The Android team was made aware of a number of malicious applications published to Android Market on Tuesday evening, Google said. The malicious applications were identified and removed.

The applications took advantage of known vulnerabilities which don?t affect Android versions 2.2.2 or higher. For affected devices, Google believes that the only information the attacker(s) were able to gather was device-specific (IMEI/IMSI, unique codes which are used to identify mobile devices, and the version of Android running on users' device). However, given the nature of the exploits, the attacker(s) could access other data.

In order to protect those who downloaded a malicious application, Google removed the malicious applications from Android Market, suspended the associated developer accounts, and contacted law enforcement about the attack.

Google is also remotely removing the malicious applications from affected devices and is pushing an Android Market security update to all affected devices that undoes the exploits to prevent the attacker(s) from accessing any more information from affected devices.

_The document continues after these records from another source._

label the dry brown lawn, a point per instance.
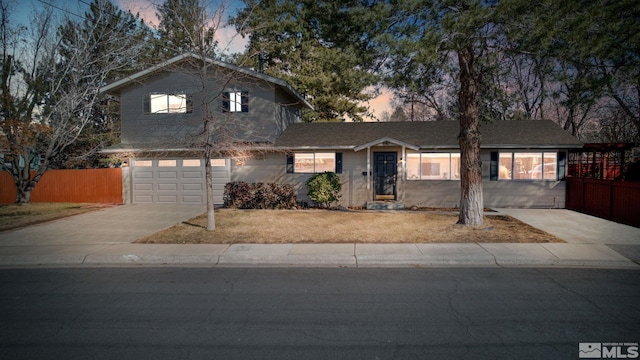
(15, 216)
(327, 226)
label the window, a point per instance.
(433, 166)
(168, 104)
(314, 162)
(235, 101)
(526, 166)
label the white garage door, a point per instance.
(177, 181)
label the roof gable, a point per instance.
(115, 86)
(424, 135)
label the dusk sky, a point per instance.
(227, 36)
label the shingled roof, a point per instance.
(424, 135)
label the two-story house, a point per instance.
(381, 165)
(163, 111)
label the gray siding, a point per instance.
(422, 193)
(263, 123)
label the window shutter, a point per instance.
(562, 165)
(290, 164)
(338, 163)
(147, 104)
(493, 168)
(225, 102)
(244, 101)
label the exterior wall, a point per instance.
(286, 112)
(501, 193)
(421, 193)
(260, 124)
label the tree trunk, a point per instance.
(211, 221)
(471, 198)
(23, 194)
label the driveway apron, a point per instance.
(117, 225)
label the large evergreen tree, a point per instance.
(186, 25)
(325, 49)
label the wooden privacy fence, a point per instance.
(609, 199)
(81, 186)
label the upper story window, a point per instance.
(168, 104)
(433, 166)
(235, 101)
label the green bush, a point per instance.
(324, 188)
(241, 195)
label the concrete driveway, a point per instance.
(105, 237)
(117, 225)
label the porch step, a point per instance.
(385, 205)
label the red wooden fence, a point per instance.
(614, 200)
(81, 186)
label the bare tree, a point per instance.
(50, 86)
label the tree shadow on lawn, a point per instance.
(329, 226)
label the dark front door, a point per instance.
(385, 171)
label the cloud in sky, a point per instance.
(228, 39)
(231, 42)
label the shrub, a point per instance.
(241, 195)
(324, 188)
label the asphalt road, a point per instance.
(298, 313)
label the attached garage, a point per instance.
(176, 181)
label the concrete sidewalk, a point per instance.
(105, 237)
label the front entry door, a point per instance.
(385, 171)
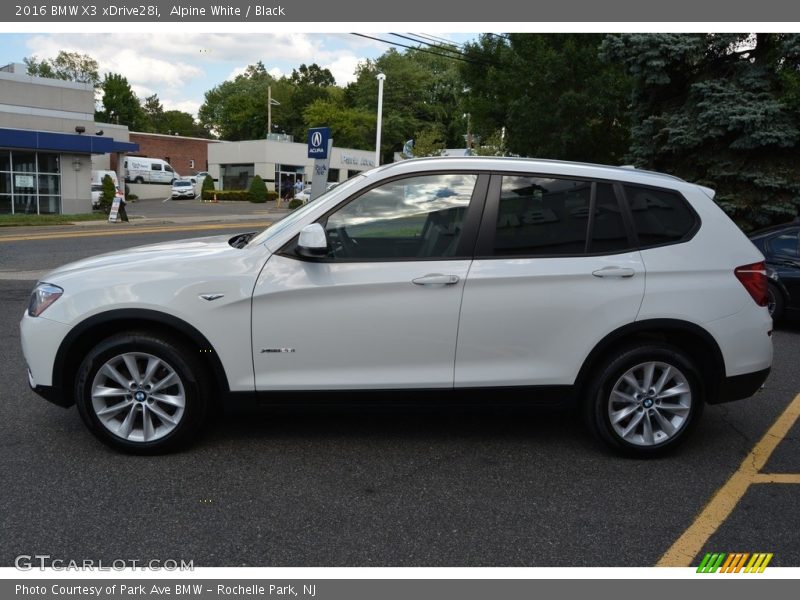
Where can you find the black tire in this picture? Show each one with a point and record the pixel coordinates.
(645, 406)
(775, 302)
(192, 387)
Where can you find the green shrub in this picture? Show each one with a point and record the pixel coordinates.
(227, 195)
(107, 195)
(258, 189)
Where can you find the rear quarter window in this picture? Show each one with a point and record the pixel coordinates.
(659, 216)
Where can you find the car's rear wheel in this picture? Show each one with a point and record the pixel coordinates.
(645, 401)
(142, 393)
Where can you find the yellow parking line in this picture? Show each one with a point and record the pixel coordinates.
(242, 225)
(721, 505)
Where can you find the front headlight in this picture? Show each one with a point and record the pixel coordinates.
(43, 296)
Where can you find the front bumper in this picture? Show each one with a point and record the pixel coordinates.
(51, 393)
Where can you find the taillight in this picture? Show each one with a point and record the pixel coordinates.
(754, 280)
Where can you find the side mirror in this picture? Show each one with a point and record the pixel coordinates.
(313, 243)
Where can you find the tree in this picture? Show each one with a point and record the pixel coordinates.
(720, 110)
(70, 66)
(553, 94)
(107, 194)
(312, 75)
(120, 104)
(350, 127)
(258, 189)
(429, 142)
(421, 91)
(153, 115)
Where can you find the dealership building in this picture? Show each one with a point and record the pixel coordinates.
(48, 142)
(279, 161)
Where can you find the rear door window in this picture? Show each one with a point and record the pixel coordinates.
(549, 216)
(659, 216)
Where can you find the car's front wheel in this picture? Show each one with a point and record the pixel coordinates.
(645, 400)
(142, 393)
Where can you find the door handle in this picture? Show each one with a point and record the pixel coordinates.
(614, 272)
(436, 279)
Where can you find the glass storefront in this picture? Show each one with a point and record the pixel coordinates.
(30, 182)
(236, 177)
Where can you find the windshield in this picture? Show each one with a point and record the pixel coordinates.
(298, 214)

Users with affected devices will receive an email from android-market-support@google.com over the next 72 hours, the company said. They will also receive a notification on their device that "Android Market Security Tool March 2011" has been installed, or receive notification(s) on their device that an application has been removed.

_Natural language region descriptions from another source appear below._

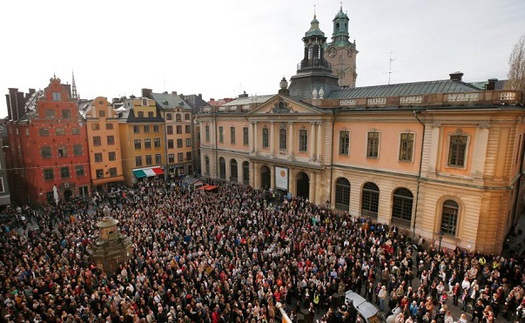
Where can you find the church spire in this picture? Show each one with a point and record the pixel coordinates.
(74, 94)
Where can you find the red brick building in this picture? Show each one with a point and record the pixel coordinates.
(47, 145)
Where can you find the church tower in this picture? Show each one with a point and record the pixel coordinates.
(314, 78)
(341, 53)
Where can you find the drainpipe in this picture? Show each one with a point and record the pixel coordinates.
(416, 112)
(335, 113)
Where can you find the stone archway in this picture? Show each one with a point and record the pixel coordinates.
(266, 177)
(302, 185)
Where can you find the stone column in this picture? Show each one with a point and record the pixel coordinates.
(272, 139)
(290, 142)
(434, 146)
(311, 141)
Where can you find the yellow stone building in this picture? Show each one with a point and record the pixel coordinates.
(440, 159)
(103, 142)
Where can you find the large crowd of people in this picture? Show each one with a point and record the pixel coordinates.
(231, 256)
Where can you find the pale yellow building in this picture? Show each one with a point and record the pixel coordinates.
(103, 142)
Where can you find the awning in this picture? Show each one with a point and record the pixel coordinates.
(148, 172)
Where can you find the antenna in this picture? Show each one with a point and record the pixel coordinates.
(390, 66)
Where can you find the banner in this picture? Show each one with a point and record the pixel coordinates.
(281, 178)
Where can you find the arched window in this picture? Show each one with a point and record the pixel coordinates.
(246, 173)
(342, 194)
(207, 165)
(402, 207)
(370, 200)
(234, 177)
(449, 217)
(222, 168)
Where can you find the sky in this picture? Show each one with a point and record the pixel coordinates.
(223, 48)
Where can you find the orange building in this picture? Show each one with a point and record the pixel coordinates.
(48, 155)
(141, 130)
(103, 142)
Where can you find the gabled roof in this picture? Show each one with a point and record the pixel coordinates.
(402, 89)
(169, 101)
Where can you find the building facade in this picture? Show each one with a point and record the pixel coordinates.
(439, 159)
(142, 134)
(103, 143)
(47, 146)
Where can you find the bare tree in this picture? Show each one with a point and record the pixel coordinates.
(516, 73)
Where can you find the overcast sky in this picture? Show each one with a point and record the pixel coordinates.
(222, 48)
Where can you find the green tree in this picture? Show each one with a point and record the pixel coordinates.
(516, 73)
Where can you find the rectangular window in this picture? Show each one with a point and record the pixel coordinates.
(245, 136)
(48, 174)
(266, 141)
(79, 170)
(62, 151)
(282, 139)
(77, 150)
(50, 114)
(457, 150)
(303, 140)
(406, 147)
(372, 148)
(111, 140)
(344, 142)
(64, 172)
(232, 135)
(98, 157)
(100, 173)
(97, 141)
(43, 132)
(45, 152)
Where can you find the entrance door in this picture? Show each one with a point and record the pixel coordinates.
(266, 177)
(303, 185)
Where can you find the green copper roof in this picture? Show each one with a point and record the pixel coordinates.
(314, 29)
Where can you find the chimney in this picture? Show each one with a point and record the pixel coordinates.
(146, 92)
(456, 76)
(491, 86)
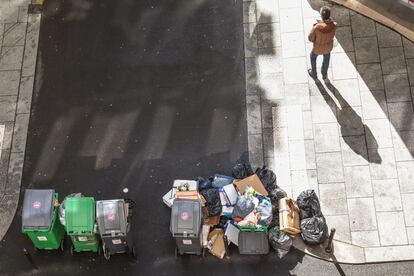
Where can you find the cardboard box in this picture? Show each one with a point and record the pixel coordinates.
(232, 233)
(289, 219)
(218, 248)
(212, 221)
(169, 197)
(187, 195)
(251, 181)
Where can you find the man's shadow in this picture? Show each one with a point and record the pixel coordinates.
(350, 123)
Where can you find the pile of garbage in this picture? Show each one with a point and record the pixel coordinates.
(250, 211)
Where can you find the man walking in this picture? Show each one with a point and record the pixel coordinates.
(322, 36)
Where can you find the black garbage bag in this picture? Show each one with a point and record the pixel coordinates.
(242, 169)
(267, 177)
(275, 195)
(314, 230)
(222, 223)
(213, 203)
(203, 183)
(280, 241)
(308, 204)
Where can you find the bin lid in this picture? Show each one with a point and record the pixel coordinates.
(110, 215)
(79, 215)
(185, 216)
(37, 209)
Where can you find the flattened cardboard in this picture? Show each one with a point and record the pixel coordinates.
(289, 219)
(251, 181)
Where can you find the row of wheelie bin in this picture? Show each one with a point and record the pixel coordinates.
(96, 226)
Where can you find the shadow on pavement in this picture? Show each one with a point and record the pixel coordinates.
(135, 94)
(351, 126)
(373, 77)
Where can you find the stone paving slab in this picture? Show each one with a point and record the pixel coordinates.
(18, 52)
(351, 139)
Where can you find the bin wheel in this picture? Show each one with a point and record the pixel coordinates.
(107, 255)
(133, 251)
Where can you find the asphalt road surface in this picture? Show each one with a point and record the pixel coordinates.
(133, 94)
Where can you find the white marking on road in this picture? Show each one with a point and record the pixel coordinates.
(2, 128)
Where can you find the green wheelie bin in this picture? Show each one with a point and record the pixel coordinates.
(80, 224)
(40, 220)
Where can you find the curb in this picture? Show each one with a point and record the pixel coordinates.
(385, 19)
(9, 197)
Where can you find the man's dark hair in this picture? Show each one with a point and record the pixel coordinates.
(325, 12)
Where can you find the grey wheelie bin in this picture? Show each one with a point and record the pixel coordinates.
(186, 223)
(114, 221)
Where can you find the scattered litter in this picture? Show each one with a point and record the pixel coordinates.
(246, 209)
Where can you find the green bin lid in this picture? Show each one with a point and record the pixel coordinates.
(37, 210)
(80, 215)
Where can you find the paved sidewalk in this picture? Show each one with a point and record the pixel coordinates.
(19, 34)
(351, 140)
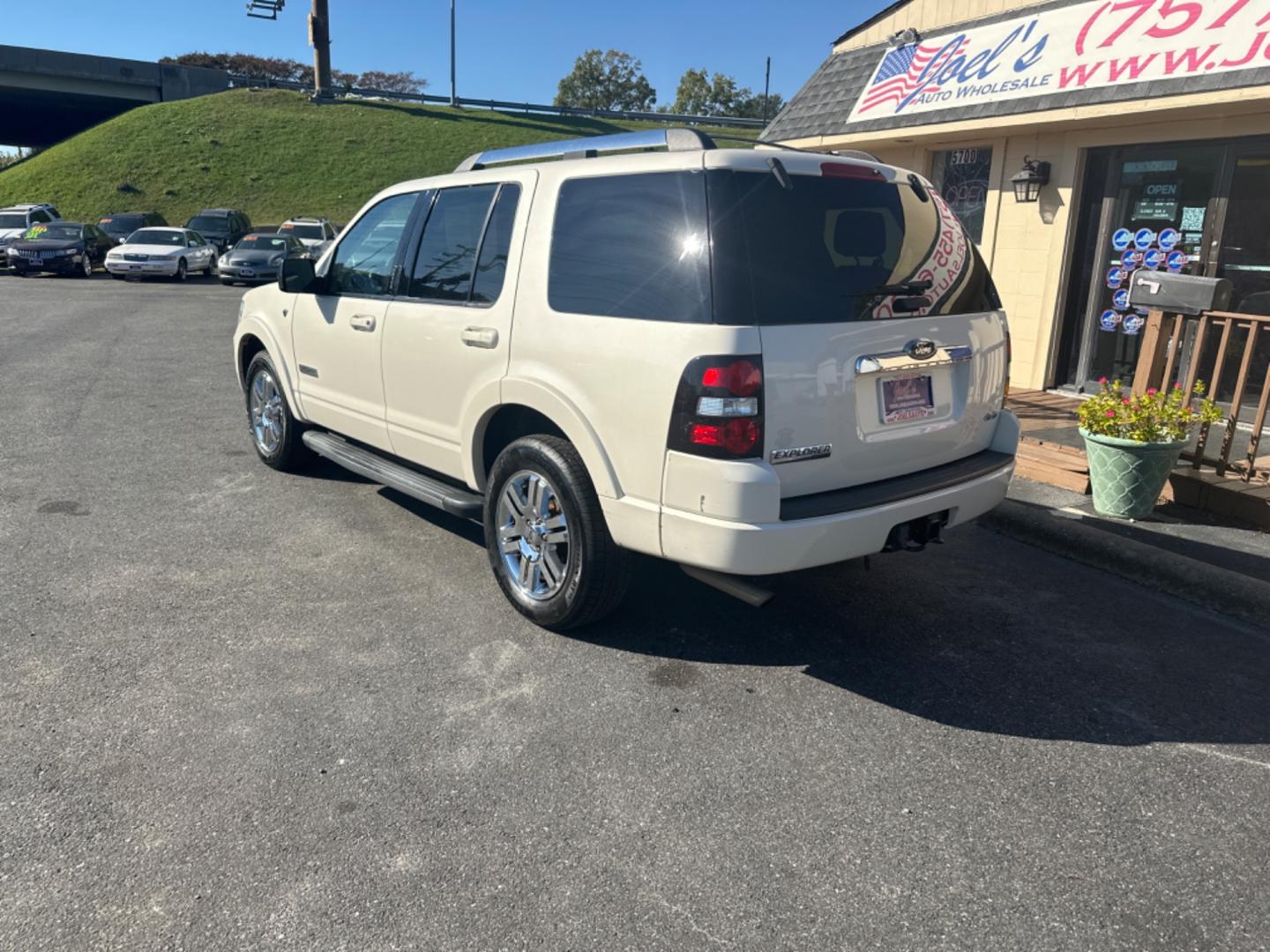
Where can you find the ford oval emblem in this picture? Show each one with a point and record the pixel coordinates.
(921, 349)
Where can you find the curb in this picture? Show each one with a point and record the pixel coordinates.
(1212, 587)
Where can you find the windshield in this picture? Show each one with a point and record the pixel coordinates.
(207, 222)
(156, 236)
(839, 249)
(303, 231)
(262, 242)
(54, 233)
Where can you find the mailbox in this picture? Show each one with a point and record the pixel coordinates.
(1177, 294)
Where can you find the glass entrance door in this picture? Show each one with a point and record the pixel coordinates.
(1159, 213)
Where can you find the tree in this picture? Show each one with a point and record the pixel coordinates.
(294, 71)
(700, 94)
(609, 80)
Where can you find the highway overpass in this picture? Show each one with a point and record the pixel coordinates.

"We always encourage you to check the list of permissions when installing an application from Android Market. Security is a priority for the Android team, and we?re committed to building new safeguards to help prevent these kinds of attacks from happening in the future, " Rich Cannings, Android Security Lead posted in a blog.

With the adoption of so many new mobile platforms, combined with the lack of security awareness and mobile safeguards, security experts expect cybercriminals to target mobile devices.